Fattening

Previously: Behind the Throne

A/N ~ So sorry about the long delay between chapters. I was battling writer's block for WEEKS, but now I appear to be getting a new burst of inspiration. If you're fan of Bridgerton, I've got something for you on my Dark & Twisty blog. And if you're a fan of Mortal Kombat, I've got something for you too.

"Is that...is that a leg of goat?"

Jarl Laila Law-Giver peered down at her plate, leaning in to get a closer look.

"Yes, madam," Anuriel informed her. "Heartwood Mill paid half of its overdue taxes and will pay the rest by month's end. We were able to replenish the kitchens."

Laila's eyes widened in surprise. "Oh, good!" After a pause she added, "Well, I suppose Ulfric is probably working every mine, mill, and smelter overtime in the East."

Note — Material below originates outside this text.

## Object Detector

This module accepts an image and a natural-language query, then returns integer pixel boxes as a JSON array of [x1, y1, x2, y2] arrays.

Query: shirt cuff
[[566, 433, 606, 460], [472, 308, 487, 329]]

Anuriel nodded. "And blacksmith, Your Grace. As painful as it is to admit, war can be profitable."

Laila appeared to relax, her stiff shoulders settling. "And to think the Empire believes we need them."

You do, Katarinya smirked. You really do.

This wasn't all, of course. As always, she began with a subtle changes: a few extra chickens in the pen, a single goat, a couple sacks of flour the servants may have overlooked, even some fresh herbs delivered from the market. From chickens and goats, she would smoothly escalate to pigs and cows, (not too many right away, of course), a barrel of potatoes and a few crates of fruit. Black-Briar mead was already the standard at court, and even though most found it too sweet, they drank it because it was free. As with the food, since everything was already paid for, nobody asked any questions.

Because when suffering humans were finally content, they never asked questions.

Harrald suddenly raised his half-eaten plate for a young servant to collect. "This meat is overcooked. Bring another."

Katarinya resisted the urge to smirk. Nothing entertained her more than an impoverished noble who recently regained some coin.

"Walk with me after dinner?" he turned to invite her, picking up his goblet of mead. "It's been a while since I toured the market."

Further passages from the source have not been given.